American Medical Assn. v. Cochran, No. 20-429; Cochran v. Mayor and City Council Baltimore, No. 20-454; and Oregon v. Cochran, No. 20-539: In 2019, the Department of Health and Human Services (“HHS”) promulgated a rule that, among other things, prohibits Title X providers from communicating certain abortion-related information to their patients, and requires physical separation of Title X-funded care from healthcare facilities that provide abortion services or certain abortion-related information. These three consolidated cases present the following questions: 1) Is the Final Rule arbitrary and capricious, in violation of the Administrative Procedure Act, including by failing to respond adequately to concerns that (a) the rule requires medical professionals to violate medical ethics and (b) the counseling restrictions and physical-separation requirement impose significant costs and impair access to care? 2) Does the Final Rule violate appropriations statutes requiring that “all pregnancy counseling” in the Title X program “shall be nondirective”? 3) Does the Final Rule violate §1554 of the Affordable Care Act, which prohibits HHS from promulgating “any regulation” that creates “unreasonable barriers” to obtaining appropriate medical care; impedes “timely access” to such care; interferes with patient-provider communications “regarding a full range of treatment options”; restricts providers from disclosing “all relevant information to patients making health care decisions”; or violates providers’ ethical standards? 4) Does the rule fall within the agency’s statutory authority.

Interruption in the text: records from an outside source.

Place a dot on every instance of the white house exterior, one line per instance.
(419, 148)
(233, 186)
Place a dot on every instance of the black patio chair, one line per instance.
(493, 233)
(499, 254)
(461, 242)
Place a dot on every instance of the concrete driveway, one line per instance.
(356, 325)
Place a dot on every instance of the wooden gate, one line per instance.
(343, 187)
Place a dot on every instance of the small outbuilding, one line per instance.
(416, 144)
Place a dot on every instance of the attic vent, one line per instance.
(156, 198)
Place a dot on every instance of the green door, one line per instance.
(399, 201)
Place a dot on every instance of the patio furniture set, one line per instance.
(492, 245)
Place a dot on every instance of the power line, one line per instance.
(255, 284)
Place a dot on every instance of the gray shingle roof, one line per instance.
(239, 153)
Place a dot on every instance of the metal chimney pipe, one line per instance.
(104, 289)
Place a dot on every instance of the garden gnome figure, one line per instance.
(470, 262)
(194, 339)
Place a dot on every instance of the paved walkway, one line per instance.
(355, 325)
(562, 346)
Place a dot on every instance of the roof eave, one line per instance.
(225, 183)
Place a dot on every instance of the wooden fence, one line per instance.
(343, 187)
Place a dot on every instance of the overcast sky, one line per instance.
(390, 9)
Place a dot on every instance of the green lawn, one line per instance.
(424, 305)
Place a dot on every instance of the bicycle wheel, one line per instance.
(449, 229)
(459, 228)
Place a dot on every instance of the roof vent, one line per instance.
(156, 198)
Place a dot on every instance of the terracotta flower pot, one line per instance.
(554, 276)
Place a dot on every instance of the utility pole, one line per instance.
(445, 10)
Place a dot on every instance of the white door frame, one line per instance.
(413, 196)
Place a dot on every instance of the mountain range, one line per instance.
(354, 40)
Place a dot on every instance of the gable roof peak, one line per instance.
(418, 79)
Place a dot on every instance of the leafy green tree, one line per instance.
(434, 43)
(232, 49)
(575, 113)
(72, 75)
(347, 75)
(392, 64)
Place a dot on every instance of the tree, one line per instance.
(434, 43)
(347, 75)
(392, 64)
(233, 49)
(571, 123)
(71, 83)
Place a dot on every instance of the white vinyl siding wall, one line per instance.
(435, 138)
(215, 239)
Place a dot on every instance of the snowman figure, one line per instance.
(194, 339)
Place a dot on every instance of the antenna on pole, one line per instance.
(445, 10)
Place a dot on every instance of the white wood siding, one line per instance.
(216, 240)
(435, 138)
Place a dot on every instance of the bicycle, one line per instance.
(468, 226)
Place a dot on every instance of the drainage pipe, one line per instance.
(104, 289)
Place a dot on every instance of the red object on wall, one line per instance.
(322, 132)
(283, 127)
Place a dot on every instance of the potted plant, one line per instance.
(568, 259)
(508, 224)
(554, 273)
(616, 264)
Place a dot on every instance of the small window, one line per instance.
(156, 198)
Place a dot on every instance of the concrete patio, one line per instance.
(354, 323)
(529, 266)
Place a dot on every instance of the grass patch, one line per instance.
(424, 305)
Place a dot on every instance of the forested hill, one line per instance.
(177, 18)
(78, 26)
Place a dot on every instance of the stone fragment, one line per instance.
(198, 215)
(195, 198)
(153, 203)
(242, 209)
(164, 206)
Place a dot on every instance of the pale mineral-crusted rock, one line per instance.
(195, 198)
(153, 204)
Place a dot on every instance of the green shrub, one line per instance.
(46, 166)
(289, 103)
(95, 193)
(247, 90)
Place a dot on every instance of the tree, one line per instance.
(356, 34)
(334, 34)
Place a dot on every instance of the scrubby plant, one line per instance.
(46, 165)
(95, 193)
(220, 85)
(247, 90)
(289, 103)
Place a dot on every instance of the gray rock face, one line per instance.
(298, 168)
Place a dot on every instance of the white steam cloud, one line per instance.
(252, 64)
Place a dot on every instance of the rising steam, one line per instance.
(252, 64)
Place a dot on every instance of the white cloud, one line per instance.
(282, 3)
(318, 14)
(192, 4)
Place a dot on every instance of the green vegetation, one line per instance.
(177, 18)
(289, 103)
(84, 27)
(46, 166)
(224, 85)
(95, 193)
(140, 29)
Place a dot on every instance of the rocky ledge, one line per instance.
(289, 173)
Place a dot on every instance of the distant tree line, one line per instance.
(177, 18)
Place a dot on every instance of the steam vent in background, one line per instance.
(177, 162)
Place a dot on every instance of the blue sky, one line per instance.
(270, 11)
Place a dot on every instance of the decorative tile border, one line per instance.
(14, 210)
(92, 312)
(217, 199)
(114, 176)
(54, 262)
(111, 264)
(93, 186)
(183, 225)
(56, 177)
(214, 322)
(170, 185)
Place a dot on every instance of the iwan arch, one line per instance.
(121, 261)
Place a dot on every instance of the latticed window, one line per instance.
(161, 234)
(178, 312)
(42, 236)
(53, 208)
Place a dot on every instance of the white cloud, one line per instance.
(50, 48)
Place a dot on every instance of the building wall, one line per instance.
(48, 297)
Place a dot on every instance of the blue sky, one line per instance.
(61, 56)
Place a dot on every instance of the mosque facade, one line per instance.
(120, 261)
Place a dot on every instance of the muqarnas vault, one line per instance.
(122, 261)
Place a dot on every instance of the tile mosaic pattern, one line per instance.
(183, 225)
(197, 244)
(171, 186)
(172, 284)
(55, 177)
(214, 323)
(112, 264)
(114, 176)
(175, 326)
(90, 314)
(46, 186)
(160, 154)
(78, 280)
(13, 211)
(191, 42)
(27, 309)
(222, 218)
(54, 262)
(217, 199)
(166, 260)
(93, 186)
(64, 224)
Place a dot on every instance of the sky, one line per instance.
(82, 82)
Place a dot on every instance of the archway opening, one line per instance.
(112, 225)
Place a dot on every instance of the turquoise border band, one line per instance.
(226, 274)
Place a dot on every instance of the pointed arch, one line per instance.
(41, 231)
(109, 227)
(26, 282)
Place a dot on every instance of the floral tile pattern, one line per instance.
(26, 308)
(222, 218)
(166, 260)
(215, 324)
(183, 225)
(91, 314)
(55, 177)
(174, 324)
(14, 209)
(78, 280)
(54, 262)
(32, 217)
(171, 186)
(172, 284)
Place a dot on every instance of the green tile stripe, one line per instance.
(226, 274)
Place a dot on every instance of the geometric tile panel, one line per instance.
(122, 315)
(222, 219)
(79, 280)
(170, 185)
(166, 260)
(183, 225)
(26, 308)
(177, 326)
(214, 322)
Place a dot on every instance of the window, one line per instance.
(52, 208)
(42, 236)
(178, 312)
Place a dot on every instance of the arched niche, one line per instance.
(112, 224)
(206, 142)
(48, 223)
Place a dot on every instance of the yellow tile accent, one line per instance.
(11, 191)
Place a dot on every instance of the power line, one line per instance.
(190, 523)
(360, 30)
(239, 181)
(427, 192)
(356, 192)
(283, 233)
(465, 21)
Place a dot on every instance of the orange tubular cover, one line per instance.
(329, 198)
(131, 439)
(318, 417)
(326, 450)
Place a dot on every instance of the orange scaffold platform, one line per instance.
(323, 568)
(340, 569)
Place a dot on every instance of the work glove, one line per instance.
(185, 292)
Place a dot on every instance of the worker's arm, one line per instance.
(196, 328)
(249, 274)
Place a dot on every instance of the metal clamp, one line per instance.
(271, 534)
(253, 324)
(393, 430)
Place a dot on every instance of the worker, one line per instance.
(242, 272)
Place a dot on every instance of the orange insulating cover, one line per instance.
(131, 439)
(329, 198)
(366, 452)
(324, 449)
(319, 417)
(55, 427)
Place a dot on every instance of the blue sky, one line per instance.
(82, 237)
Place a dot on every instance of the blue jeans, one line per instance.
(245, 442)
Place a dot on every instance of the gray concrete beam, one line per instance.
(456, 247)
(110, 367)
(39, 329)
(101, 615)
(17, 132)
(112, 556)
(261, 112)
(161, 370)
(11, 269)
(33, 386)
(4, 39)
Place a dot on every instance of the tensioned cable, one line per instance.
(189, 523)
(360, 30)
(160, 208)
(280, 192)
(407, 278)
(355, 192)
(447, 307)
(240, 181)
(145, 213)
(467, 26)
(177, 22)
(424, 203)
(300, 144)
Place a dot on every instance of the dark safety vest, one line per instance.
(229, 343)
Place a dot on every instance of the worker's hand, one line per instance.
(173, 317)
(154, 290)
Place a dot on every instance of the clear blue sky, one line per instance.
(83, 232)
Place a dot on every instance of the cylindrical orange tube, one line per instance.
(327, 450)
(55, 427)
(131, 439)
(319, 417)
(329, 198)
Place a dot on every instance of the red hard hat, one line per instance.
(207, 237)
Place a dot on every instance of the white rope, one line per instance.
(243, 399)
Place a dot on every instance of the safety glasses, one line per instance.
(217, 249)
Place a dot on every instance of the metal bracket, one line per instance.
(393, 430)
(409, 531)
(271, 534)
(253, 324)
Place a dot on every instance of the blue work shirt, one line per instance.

Dept. of Homeland Security v. New York, No. 20-449: The Court granted review on two questions related to the Department of Homeland Security’s issuance of a final rule interpreting and applying the statutory term “public charge” in the Immigration and Nationality Act, 8 U.S.C. §1182(a)(4)(A), under which an alien is “inadmissible” if, “in the opinion of the [Secretary of Homeland Security] at the time of his application for admission or adjustment of status, [the alien] is likely at any time to become a public charge”: 1) Whether entities that are not subject to the public-charge ground of inadmissibility contained in 8 U.S.C. §1182(a)(4)(A), and which seek to expand benefits usage by aliens who are potentially subject to that provision, are proper parties to challenge the final rule. 2) Whether the final rule is likely contrary to law or arbitrary and capricious.
Wooden v. United States, No. 20-5279: Did the Sixth Circuit err by expanding the scope of 18 U.S.C. §924(e)(1) of the Armed Career Criminal Act in the absence of a clear statutory definition with regard to the vague term “committed on occasions different from one another”?